ガラント反射
現象:背中をこするとこすった方に側屈する。
目的:体幹伸展筋の促通
出現時期:新生児
抑制時期:1〜2ヶ月
発達:新生児期では屈曲筋が優位である。そのため
伸展筋を促通するためにガラント反射を
行う。

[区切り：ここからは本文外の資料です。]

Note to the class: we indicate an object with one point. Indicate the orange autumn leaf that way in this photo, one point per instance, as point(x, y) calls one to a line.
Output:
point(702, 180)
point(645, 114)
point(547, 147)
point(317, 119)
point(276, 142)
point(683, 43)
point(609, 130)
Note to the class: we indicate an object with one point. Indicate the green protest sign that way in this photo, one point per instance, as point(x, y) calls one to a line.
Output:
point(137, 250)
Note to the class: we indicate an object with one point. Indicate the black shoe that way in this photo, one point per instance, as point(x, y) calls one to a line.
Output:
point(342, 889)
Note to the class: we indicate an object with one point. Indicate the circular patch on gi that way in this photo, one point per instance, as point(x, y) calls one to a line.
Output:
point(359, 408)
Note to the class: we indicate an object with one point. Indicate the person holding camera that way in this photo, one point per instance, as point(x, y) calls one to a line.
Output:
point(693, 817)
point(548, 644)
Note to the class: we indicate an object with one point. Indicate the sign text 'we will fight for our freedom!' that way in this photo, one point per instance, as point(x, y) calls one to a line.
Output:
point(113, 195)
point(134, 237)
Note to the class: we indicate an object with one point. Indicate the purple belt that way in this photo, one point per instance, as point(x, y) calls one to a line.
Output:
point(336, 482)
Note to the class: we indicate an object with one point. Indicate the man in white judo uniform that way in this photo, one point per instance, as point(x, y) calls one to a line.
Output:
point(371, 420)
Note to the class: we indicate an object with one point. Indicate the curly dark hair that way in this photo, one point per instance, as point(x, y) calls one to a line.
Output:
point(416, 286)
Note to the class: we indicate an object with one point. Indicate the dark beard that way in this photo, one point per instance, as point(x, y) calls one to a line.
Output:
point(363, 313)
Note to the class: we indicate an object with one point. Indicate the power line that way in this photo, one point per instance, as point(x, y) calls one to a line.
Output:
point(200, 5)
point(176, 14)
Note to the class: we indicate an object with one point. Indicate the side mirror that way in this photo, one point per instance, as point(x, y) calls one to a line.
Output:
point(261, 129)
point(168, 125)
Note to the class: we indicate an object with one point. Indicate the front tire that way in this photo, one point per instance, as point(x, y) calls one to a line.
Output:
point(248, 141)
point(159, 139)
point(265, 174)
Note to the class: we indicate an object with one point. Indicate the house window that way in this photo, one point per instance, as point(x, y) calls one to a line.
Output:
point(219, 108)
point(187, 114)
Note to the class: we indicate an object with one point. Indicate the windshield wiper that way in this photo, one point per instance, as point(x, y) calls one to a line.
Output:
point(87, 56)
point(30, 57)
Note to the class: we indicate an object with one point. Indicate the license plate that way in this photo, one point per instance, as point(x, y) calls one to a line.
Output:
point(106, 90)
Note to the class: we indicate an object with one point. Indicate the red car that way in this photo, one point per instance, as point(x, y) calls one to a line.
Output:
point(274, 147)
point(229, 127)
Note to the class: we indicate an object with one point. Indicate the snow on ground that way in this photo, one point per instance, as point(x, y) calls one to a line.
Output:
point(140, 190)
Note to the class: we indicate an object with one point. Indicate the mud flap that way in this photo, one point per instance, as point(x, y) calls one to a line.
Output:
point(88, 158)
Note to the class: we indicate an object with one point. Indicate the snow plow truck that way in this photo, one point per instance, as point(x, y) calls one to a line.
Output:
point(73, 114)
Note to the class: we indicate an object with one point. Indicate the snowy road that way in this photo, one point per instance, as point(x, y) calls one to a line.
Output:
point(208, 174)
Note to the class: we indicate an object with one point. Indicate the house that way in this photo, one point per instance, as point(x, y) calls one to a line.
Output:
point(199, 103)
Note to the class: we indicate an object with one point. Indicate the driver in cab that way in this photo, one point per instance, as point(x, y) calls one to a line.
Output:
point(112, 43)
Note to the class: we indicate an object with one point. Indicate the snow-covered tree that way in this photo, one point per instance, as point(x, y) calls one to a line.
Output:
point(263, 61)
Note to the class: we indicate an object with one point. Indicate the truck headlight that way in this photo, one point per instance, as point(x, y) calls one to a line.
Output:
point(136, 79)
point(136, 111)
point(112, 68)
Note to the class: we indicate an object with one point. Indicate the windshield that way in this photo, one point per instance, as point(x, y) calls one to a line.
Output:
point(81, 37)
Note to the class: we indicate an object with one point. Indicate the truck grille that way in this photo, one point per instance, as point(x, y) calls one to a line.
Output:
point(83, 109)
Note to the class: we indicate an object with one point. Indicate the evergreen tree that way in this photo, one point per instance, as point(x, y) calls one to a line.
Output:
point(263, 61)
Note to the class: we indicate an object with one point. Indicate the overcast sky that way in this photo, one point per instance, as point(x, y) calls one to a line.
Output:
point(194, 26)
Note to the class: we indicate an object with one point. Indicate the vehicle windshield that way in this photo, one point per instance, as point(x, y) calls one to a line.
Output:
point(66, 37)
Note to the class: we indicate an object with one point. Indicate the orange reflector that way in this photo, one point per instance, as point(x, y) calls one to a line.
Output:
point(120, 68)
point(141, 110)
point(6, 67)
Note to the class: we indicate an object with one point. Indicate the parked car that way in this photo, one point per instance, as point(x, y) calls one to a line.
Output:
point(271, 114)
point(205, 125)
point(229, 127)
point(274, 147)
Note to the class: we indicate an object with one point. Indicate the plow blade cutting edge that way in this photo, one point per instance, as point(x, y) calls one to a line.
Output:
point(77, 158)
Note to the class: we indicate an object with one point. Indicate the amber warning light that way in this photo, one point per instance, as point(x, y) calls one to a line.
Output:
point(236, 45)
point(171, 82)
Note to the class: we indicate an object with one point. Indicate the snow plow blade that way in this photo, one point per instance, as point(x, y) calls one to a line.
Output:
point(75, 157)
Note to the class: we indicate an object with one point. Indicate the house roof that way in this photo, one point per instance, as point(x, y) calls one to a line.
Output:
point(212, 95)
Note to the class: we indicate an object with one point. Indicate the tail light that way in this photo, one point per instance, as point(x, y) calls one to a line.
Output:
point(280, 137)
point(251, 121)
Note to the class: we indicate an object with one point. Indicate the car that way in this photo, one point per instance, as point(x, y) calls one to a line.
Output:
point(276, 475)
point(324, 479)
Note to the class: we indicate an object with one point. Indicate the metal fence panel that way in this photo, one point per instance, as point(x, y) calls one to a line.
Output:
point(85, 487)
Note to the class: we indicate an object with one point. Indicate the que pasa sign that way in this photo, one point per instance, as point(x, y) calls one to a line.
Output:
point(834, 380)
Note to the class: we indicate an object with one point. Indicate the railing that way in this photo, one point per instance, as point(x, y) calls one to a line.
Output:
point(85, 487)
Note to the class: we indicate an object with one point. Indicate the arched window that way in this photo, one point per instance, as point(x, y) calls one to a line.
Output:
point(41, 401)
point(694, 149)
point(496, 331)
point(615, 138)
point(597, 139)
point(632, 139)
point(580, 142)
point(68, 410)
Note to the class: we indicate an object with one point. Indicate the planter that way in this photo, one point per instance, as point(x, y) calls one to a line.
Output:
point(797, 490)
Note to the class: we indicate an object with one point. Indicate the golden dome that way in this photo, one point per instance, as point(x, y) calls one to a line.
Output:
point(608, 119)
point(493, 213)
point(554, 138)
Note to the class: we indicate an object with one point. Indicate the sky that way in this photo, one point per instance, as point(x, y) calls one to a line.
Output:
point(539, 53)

また、3ヶ月では頭頸部を45〜90°まで
挙上することができ、随意的に伸展筋を促通
することができるためこの反射は抑制され
る。
備考:4ヶ月では頭頸部を垂直位まで挙上。
4〜6ヶ月では肘立ち位
6〜7ヶ月では手立ち位
7〜8ヶ月では一側上肢挙上→ずり這い
8〜9ヶ月では四つ這い
9〜10ヶ月では高這いとつかまり立ち
10〜12ヶ月ではつたい歩き
12〜13ヶ月では歩行
の順に伸筋が強化し発達する。
モロー反射
現象:背臥位にて頭部を落下させると両上肢が挙上、外転しその後抱きつくように内転する。
目的:頭部を守った後に抱きつく
出現時期:新生児
抑制時期:4〜6ヶ月
非対称性緊張性頸反射(ATNR)
現象:頭頸部を回旋させると、回旋側の上下肢の伸
展、反対側の上下肢屈曲
目的:背臥位の安定性向上
出現時期:新生児
抑制時期:4〜6ヶ月
発達:体幹筋の賦活とともに背臥位が安定し、抑制
される
備考:背臥位は胸郭と骨盤帯の構造が船底状となっ
ているためとても不安定な肢位となってい
る。そのためATNRで支持面を増加させ安定
させている。また、ATNRが出現している時
期は背臥位が安定しているために寝返りが阻
害される。
緊張性迷路反射
現象:腹臥位で頭頸部が屈曲している時は両上下肢
屈曲。背臥位で頭頸部が伸展している時は両
上下肢伸展。
目的:腹臥位にて顔面が床につき呼吸困難になるこ
とを防ぐ
出現時期:新生児
抑制時期:4ヶ月
発達:4ヶ月に定頸し、随意的に呼吸確保すること
ができるようになり、抑制される。
対称性緊張性頸反射(STNR)
現象:頭頸部を屈曲させると両上肢屈曲、両下肢伸
展。頭頸部を伸展させると両上肢伸展、両下
肢屈曲
目的:四つ這いの練習
出現時期:6ヶ月
抑制時期:8ヶ月
発達:頭頸部伸展位、両上肢伸展位、両下肢屈曲位
は四つ這いである。そのため四つ這いになる
ための反射であると考える。また、四つ這い
は8〜9ヶ月であるため、四つ這いができるよ
うになると反射が抑制されるとも考えること
ができる。
迷路性立ち直り反応
現象:両目を隠した状態で体を斜めにすると体幹が
側屈し、重力に抗する
目的:座位や立位でのバランス能力に関与する。
出現時期:座位や立位では6〜7ヶ月
抑制時期:なし
発達:介助なしでの座位は6〜7ヶ月で可能となる。これは迷路性立ち直り反応と同時期であるため、座位を行うための必須条件であると考える。